原:前作『The Way Out of Easy』のジャケットでは壁際に4人が並んでいますが、あれは本当に狭いバーで、あそこしかステージになる場所がないから壁に並んでいて、お客さんの目の前で演奏するスタイルだったんです。そのときと今回もエンジニアが同じブライス・ゴンザレスなんですが、ハンドメイドのミキサーとNAGRAという有名なテープ・レコーダー、それだけで録っています。マイクも、『The Way Out of Easy』では各メンバーのところに1本ずつしか置いていないんですよ。今回はそれより大きな会場だからもう少しマイクは立てたと思うんですが、そういうスタイルで録っているからこそ音がすごく生々しくて、場の空気感も含めて録られている。たとえば『Happy Today』は、いきなりはじまりますよね。最初はテープが切れてるのかなとも思いましたけど、そういう生々しさも含めて楽しいんじゃないかなと思います。

蓮沼:まさにライヴ・レコーディングという感じですよね。モダンな演奏をしているなと思います。音響としても独特の落としどころです。そこはおそらくジェフもそうとう気を遣ってると思うので、そうした一発録りのライヴとレコーディングの間の、モダンなことをやろうとしていると思います。

ジェフ・パーカーは2010年代によく名前を見るようになって、復活したような印象があるんですが、そういう認識で合っていますでしょうか?
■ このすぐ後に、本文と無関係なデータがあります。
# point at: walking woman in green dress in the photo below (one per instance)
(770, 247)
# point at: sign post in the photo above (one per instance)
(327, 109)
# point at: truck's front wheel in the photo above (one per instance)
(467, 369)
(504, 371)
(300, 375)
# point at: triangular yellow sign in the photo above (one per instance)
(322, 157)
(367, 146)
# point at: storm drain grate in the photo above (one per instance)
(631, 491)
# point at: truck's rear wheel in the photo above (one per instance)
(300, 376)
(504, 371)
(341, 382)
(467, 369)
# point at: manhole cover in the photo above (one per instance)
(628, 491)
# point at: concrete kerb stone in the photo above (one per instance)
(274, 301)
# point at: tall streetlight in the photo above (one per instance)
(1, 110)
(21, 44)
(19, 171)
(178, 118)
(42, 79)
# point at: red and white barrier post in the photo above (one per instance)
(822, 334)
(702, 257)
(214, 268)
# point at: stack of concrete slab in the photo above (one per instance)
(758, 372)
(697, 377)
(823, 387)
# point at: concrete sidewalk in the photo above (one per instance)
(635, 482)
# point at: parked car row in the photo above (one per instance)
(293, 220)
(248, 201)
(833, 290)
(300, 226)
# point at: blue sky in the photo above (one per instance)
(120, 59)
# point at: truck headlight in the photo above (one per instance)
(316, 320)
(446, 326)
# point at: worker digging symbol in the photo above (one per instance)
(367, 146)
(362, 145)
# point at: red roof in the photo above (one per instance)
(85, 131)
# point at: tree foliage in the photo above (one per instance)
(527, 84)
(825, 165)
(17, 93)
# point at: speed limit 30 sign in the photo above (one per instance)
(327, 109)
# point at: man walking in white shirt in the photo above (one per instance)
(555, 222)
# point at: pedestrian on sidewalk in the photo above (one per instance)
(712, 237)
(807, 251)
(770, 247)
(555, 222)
原:ずっとやってきてはいたけど、目立つようになったのは〈International Anthem〉から出して以降、『The New Breed』からではないですかね。どんどん若返っているような感じです。トータスのメンバーのなかで彼がこれほど目立つことになるとは思いませんでした。いちばん地味な感じでもあったので。
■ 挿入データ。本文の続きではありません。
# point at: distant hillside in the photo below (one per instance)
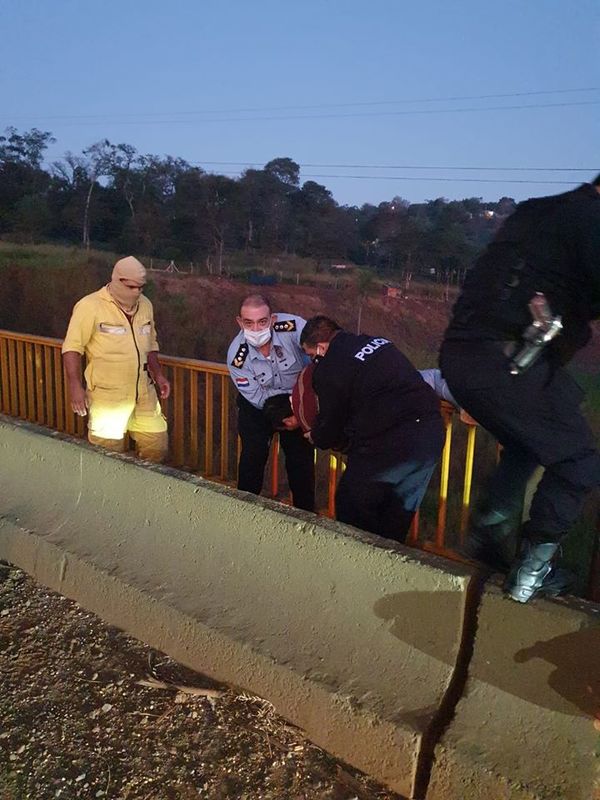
(196, 314)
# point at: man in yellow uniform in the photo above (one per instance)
(114, 329)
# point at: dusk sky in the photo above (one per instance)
(468, 99)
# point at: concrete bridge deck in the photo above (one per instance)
(399, 662)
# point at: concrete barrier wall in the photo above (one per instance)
(524, 728)
(360, 644)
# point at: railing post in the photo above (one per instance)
(440, 532)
なるほど。ジェフ・パーカーが2010年代以降のジャズに与えた影響はあるのでしょうか?

原:ジェフだけによる影響ではないですが、先ほど話したようなソロではなくアンサンブルを重視したり、サウンド全体に配慮したりというところは、いまようやくコンテンポラリーのジャズ・ミュージシャンが気にするようになったところです。だから、ジェフ的なとらえ方にようやくジャズ・ミュージシャンたちが追いついてきたのではないでしょうか。ジャズ・ミュージシャンはとりあえず自分の演奏がうまくできればOK、という感じが2000年代でも続いていましたので。プロダクションに気を遣いはじめたのは、ロバート・グラスパーとかが出てきてから。だからジェフひとりの影響とは言わないですが、そういうとらえ方が若い世代に浸透してきたのは感じますね。
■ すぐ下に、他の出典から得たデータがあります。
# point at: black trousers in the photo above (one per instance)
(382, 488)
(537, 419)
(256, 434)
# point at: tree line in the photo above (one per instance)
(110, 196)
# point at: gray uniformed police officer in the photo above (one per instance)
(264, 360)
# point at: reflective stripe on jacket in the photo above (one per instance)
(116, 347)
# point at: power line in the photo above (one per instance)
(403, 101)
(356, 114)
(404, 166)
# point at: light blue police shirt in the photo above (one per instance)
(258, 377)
蓮沼:ジェフと話していて思うのは、やはりシカゴを離れてLAに行ったことが大きな転機だったのではないかということです。彼はコミュニティであったり、ふだん一緒にやっている演奏家たちを気にしているはずですが、そこを離れて新しい土地でやっていくというのは、おそらく気持ちの切り替えやなにか踏ん切りのようなものがあったんだと思います。それがみごとに『The New Breed』あたりから反映されてきているように感じました。
 ぼくは2020年にトータスの『TNT』の全曲再現ライヴをブルックリンで見たことがあるんですが、そのときジェイミー・ブランチがトランペットで参加していたんですね。そういうのを見てると、やっぱりコミュニティの感じが、あたたかいなって思ったんです。そういう人間として当たり前のこと、いつの時代もあるべきもの、人同士の繋がりをきちんと音楽として、作品として昇華して、見える/聞こえる形にしてくれてるっていうのは、ジャズだからこそできることなのかもしれない。いまは音楽でも人間性や関係性みたいなものが排除されがちなので、ジェフはその現在進行形をやっているんだと思っています。